Tucker Fryer

Personal information
- Date of birth: 22 June 1895
- Place of birth: Burradon, Northumberland, England
- Date of death: 29 August 1960 (aged 65)
- Place of death: Linden, New Jersey, USA
- Position: Half back

Youth career
- Byker West End

Senior career*
- Years: Team / Apps / (Gls)
- 1919–1921: Barnsley / 9 / (0)
- 1921: Tebo Yacht Basin
- 1921–1922: Todd Shipyards / 20 / (3)
- 1922–1923: Paterson / 18 / (1)
- 1923–1924: → New York Giants / 15 / (2)
- 1924–1927: Fall River / 70 / (5)
- 1927–1929: Brooklyn Wanderers / 7 / (0)
- 1930–1931: Newark Americans / 17 / (0)
- Clan Gordon

= William Fryer =

English-American soccer player

 William J. Fryer (22 July 1895 – 29 August 1960) was an English-American soccer half back. He is a member of the National Soccer Hall of Fame.

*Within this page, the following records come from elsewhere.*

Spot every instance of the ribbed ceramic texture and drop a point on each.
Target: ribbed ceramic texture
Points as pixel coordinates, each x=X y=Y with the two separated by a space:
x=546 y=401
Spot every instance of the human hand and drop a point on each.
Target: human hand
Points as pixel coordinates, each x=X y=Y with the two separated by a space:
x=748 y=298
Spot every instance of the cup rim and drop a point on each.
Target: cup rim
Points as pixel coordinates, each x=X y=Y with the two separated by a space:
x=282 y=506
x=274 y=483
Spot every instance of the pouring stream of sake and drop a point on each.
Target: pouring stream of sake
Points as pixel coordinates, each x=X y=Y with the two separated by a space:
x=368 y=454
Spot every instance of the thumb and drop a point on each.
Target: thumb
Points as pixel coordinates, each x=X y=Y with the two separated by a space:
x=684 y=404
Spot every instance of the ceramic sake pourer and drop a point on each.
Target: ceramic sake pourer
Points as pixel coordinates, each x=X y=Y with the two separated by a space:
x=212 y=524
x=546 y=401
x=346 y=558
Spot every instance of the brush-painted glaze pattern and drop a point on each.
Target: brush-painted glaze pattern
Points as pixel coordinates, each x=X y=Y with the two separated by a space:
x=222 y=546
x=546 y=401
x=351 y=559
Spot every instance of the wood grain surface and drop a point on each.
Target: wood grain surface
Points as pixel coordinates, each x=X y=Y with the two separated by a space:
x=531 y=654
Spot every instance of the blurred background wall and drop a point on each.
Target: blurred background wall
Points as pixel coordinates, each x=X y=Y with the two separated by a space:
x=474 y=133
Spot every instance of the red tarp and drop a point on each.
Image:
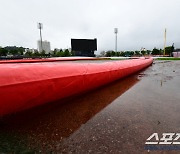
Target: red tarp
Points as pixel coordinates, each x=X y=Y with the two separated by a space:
x=26 y=85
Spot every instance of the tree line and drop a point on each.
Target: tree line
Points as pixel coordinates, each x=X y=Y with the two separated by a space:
x=155 y=51
x=25 y=52
x=20 y=51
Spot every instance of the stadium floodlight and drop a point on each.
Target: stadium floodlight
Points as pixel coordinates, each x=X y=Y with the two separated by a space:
x=40 y=27
x=116 y=31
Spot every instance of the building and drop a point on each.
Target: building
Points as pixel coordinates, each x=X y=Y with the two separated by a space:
x=84 y=47
x=44 y=47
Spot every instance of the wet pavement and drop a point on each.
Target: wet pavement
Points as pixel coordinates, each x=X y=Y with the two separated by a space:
x=116 y=118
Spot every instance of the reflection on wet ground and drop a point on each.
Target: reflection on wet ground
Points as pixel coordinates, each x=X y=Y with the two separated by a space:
x=117 y=118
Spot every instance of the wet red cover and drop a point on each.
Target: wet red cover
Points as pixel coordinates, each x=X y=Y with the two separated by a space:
x=26 y=85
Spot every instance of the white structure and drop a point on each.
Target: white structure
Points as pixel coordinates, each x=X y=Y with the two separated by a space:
x=45 y=46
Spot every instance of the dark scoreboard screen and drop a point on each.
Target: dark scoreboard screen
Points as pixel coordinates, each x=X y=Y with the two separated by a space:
x=84 y=44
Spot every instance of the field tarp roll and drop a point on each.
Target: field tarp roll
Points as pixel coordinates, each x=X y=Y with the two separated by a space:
x=26 y=85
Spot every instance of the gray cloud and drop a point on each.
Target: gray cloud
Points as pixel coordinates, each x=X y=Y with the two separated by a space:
x=141 y=23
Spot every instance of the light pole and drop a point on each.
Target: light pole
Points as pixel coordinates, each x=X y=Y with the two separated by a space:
x=165 y=42
x=116 y=31
x=40 y=26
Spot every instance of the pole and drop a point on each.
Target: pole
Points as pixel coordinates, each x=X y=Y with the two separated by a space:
x=116 y=43
x=40 y=27
x=115 y=31
x=164 y=41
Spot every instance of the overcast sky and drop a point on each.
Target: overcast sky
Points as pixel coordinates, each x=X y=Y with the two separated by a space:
x=141 y=23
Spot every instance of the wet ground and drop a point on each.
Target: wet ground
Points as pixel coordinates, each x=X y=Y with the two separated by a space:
x=116 y=118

Fryer began his career with Byker West End. In 1919, he signed with Barnsley F.C. and spent two seasons with the club before leaving England for the United States. When he arrived, he signed with Tebo Yacht Basin F.C. of the New York State League. Tebo won both the league and South New York State Cup titles in 1921, but there are no records that show Fryer was with them during that period. In the fall of 1921, Fryer moved to Todd Shipyards of the newly established American Soccer League. In 1922, Fryer and this teammates lost the final of the National Challenge Cup to St. Louis Scullin Steel F.C. Todd Shipyards left the league at the end of the season, and Fryer moved to Paterson Fryer and Paterson went to the 1923 National Challenge Cup final, defeating Scullin Steel for the title. In 1923, Paterson was sold to new ownership which moved the team to New York, renaming it the New York Giants. Fryer began the 1923–1924 season, but was traded to the Fall River for the record fee of $1,500. He remained in Fall River until 1927 when he moved to the Brooklyn Wanderers. During his time in Fall River, Fryer won three league titles. In 1930, he moved to the Newark Americans. He finished his career with the semi-professional Clan Gordon of an unknown league.

Fryer was inducted into the National Soccer Hall of Fame in 1951.